In their book, “Starting a House Church,” Larry Kreider and Floyd McClung, give a good representation of different models/expressions of churches. We believe that God can work in each of these models as long as they remain based on a Biblical government. The three styles of churches as described by Kreider and McClung are: Community Churches, Mega-Churches and House Church Networks.

Community Church

“In nearly every city around the world, you can find what we call community churches.” Most of these churches meet in a church facility each Sunday morning in addition to holding various meetings at the church building throughout the week. There are many styles and flavors of community churches, such as: the Methodist, Baptist, Congregational, Episcopal, Presbyterian, Vineyard, Assemblies of God, nondenominational, and independent flavors—the list goes on…

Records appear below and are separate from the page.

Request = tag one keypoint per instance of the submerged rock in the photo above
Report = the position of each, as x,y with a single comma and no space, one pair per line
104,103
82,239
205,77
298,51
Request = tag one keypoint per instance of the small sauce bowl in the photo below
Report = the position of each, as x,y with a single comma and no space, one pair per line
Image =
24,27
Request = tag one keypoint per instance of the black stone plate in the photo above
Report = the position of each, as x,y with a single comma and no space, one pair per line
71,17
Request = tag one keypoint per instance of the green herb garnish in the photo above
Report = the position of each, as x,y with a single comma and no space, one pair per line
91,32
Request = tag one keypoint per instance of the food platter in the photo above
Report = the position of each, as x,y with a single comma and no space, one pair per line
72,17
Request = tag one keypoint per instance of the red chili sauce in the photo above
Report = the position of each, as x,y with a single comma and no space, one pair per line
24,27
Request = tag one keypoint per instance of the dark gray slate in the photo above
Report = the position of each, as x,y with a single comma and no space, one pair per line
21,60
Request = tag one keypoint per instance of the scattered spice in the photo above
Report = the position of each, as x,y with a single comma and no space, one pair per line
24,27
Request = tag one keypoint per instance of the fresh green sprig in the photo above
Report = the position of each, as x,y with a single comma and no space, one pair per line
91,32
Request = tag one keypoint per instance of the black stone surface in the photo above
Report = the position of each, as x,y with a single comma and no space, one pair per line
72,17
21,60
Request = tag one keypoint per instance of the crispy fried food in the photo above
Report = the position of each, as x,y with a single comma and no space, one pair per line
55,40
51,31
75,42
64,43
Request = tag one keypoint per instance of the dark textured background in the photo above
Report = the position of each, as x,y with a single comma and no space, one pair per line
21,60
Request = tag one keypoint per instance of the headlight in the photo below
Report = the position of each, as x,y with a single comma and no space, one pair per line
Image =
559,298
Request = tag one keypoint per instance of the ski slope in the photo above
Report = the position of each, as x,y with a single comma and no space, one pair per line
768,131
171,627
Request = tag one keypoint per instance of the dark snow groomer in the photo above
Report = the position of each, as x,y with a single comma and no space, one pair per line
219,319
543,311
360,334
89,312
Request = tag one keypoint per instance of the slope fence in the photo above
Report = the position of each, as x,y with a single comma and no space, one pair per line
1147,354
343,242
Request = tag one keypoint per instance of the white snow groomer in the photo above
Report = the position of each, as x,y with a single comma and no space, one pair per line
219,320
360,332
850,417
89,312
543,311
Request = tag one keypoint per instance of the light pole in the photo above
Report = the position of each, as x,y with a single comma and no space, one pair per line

The community church reminds us of the local community store. Where do you buy your groceries? You probably shop at a local grocery store in your community; you may walk to a shop around the corner. Some neighborhood stores are larger than others, some are independent, whereas, others are part of a larger chain; you may even personally know the clerks and where specific items are shelved.

You go to the community store because it’s close to where you live. Likewise, community churches are places that serve your local area, offering that small-town feel…Proximity and ease of access are a big part of the nature of the community church as they are of community grocery stores.

Mega-Church

Mega churches are like superstores. For those in Europe, Tesco Extra may be an example that comes to mind; in America, perhaps Wal-Mart.
Larry and Floyd go on to describe the mega-church in this way:

“People will drive hours to shop [at a superstore]…because they love the low prices, the huge inventory of consumer products and the fact that they can get all they need in one place at one time.

Mega-churches…are large and offer an abundance of services to the churchgoer…everything is easily accessible in one location. However, unlike the community church where a member may know nearly everyone, a mega-churchgoer is likely to know only a few people.”

House Church Networks:

“The entire concept of house churches requires a different way of thinking than we have been used to. Believers in these micro-churches do not focus on growing larger like the community church or the mega-church. They focus on growth by multiplication into new house churches.
House churches are small, and therefore, can meet anywhere—in a house, a college dorm room, a coffee shop or a corporate boardroom. They meet in these locations and do not think of growing larger, which would require the construction of a building to accommodate the larger group. Instead, they say, ‘How can we multiply leaders and start more house churches?’ and ‘How can we walk together as house-church leaders?’

A house-church network is analogous to stores in a shopping mall. If the average store found in a shopping mall was taken out of the mall to stand on its own, it would die within a year—each specialized store flourishes only within the cluster of the others. The normal store in a shopping mall needs the other stores to survive, yet each store remains a ‘store’ in its own right, despite its larger context within the mall.

House churches function like these shopping mall stores—they are individual and specialized, yet they can only thrive when they are networked together with other house churches.”
Outside of these descriptions by Larry and Floyd, we would go further to say that we recognize two types of house-church networks; though the second is probably better described as a micro-church network. Many of the structures and principles are the same; the difference is that the micro-church desires to grow larger than just a small gathering so it can enjoy some of the benefits of a community church. It commits to multiply and grow between 40-100 people, making it easy to find places available to rent for a reasonable rate. These micro-churches aim to multiply before the complexities of larger facilities, multiple staff members, and more complex structures are required.

We believe that an important aspect of any type of church gathering is the establishment of Biblical leadership and eldership. We affirm God’s authority working through humble and servant-hearted leadership is a necessary part of the church, and we believe in accountability within the network that honors those God has placed into leadership. The ultimate goal of the church is to know God and make Him known.